Son tahlilde izlemelik, vakit gecirmelik bir film ama öyle yok oscarları toplar vs. Diyenler icin demeliyim ki Yok ebesinin ami.
daha az önce izlediğim film. hikayesi iyi gidiyordu ilkten fakat sonra savaş sahnelerine geçince, hem de bitmek bilmeyen savaş sahneleri bu, bayağı eziyet verici bir filme dönüştü.

vurdu kırdı da bir yere kadar. 1 saat boyunca savaş sürer mi? son derece abartılı ve gereğinden fazla uzun. gerçek hikayeden alıntılanmış olması güzel belki ama ona da sadık kalınmadığı aşikar.
Mel gibson un yönetmen olarak çok iyi iş çıkardığı 2016 yapımı savaş filmi.
2016 yapımı 139 dakikalık dram/tarih/savaş kategorili mel gibson filmi, 8.3 imdb/71 metascore puanına sahip. 2 oscar/41 ödülü bulunuyor. 40 milyon bütçe ile çekilmiş, 82 milyon gişe yapmıştır.

Savaş filmine pek ilgim olmadığı ve andrew garfield gerzeğini sevmediğim için izlemekte zorlandım.
Savaş türünün önemli bütün filmlerini izlemiş biri olarak izlemesem de olurdu dediğim film.

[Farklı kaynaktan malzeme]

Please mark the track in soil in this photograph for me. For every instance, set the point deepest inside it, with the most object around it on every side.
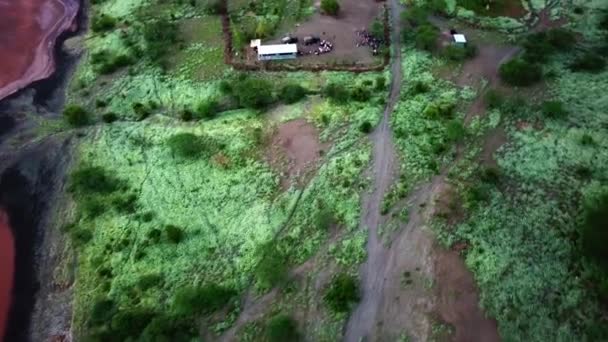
(362, 320)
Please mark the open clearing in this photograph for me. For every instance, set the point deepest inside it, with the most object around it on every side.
(354, 15)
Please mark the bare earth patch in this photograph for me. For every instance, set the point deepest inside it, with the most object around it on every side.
(457, 300)
(340, 31)
(295, 150)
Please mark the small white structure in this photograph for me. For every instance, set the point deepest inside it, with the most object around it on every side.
(255, 43)
(276, 52)
(460, 39)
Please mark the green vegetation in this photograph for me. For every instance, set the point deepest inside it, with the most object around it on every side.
(282, 328)
(291, 93)
(544, 198)
(76, 115)
(519, 72)
(342, 294)
(330, 7)
(194, 300)
(188, 145)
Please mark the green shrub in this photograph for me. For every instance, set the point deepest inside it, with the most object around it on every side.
(141, 111)
(455, 130)
(169, 328)
(292, 93)
(271, 270)
(207, 109)
(587, 140)
(541, 45)
(490, 174)
(342, 294)
(282, 328)
(78, 235)
(186, 114)
(518, 72)
(190, 301)
(494, 99)
(603, 23)
(483, 7)
(102, 311)
(89, 180)
(213, 7)
(336, 92)
(109, 117)
(187, 145)
(108, 63)
(361, 94)
(553, 109)
(419, 87)
(460, 53)
(130, 323)
(439, 109)
(425, 37)
(160, 36)
(416, 15)
(253, 93)
(148, 281)
(330, 7)
(589, 61)
(594, 230)
(76, 115)
(225, 87)
(376, 29)
(366, 127)
(174, 233)
(102, 23)
(380, 83)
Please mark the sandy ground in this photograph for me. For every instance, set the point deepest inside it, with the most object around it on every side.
(7, 260)
(29, 29)
(295, 150)
(340, 31)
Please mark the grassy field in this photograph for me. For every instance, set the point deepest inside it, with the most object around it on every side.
(524, 226)
(183, 220)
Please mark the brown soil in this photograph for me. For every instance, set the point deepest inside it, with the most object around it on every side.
(340, 31)
(295, 149)
(485, 65)
(545, 22)
(494, 139)
(7, 256)
(29, 31)
(457, 300)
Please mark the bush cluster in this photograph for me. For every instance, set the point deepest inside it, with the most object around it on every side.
(292, 93)
(102, 23)
(342, 294)
(330, 7)
(282, 328)
(540, 46)
(519, 72)
(76, 115)
(188, 145)
(191, 301)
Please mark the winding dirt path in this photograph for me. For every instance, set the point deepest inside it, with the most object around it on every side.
(361, 322)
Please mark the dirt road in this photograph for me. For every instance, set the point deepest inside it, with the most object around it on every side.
(362, 320)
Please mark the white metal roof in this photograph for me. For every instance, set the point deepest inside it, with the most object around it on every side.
(276, 49)
(460, 38)
(255, 43)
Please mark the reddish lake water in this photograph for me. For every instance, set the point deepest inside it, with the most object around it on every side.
(28, 31)
(7, 264)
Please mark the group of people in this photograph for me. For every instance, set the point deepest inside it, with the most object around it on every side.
(323, 48)
(367, 39)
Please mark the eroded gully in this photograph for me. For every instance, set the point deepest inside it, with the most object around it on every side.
(362, 320)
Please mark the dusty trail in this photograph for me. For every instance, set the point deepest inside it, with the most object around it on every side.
(361, 322)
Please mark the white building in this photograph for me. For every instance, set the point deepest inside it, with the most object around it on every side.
(279, 51)
(460, 39)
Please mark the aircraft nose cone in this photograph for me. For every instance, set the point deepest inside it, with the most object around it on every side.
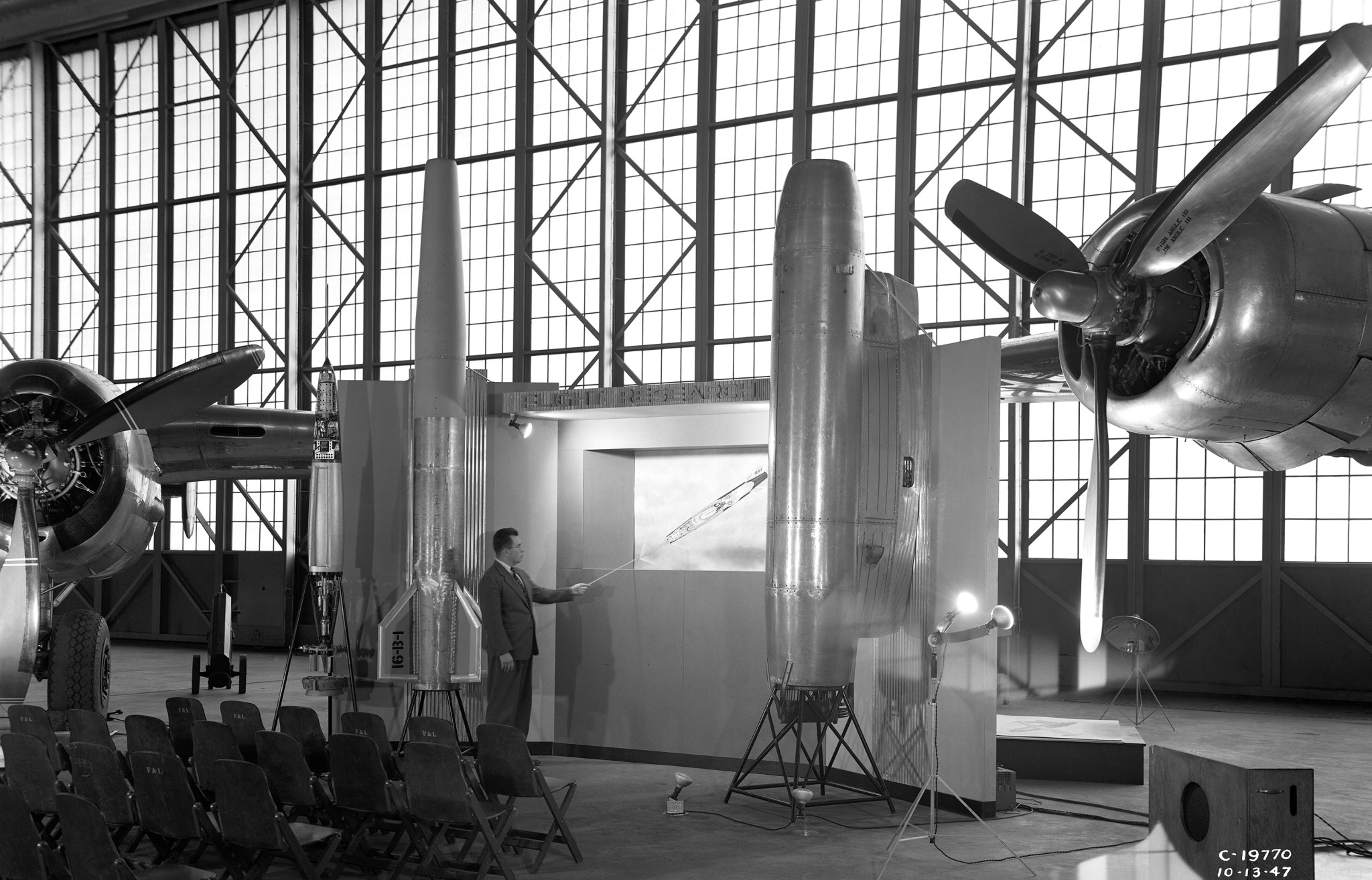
(1065, 296)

Evet savaş sahneleri güzel kadro canavar vs ama ben de kalıcı bir etkisi olmadı.
filminin kahramanı Desmond T. Doss'a kaç hayat kurtardığı sorulduğunda 50'ye yakın diye cevaplamış. Görgü tanıklarına göre ise bu sayı 100'MÜŞ. Madalya töreni sırasında ise kesin bir rakam vermek adına bunların ortalaması olan yaklaşık 75 hayat kurtardığı açıklanmış.
Gerçek hikaye denmese amma da abartmış amerikanlar, bu kadar da olmaz derdim. Doss ömrü boyunca yürek yemiş belli.

--spoiler--

Yalnız o ip merdiveni japonlar neden kesmiyorlar çözemedim.

--spoiler--
mükemmel bir filmdir. filmin sonunda konuşan gerçek desmond doss u görene kadar oldukça ütopik olduğunu düşünmüştüm ama nasıl desem bi şeylere inanmaya güç bulmaya ihtiyacınız varsa mutlaka izlemelisiniz.
film amerikan ordusunu anlatmasına rağmen oyuncuların tamamına yakını avustralyalıdır. hatta filmin tamamı avustralyada çekilmiş. başroldeki Andrew Garfield ingilizdir.( doğum yeri amerika ama ingilterede büyümüş)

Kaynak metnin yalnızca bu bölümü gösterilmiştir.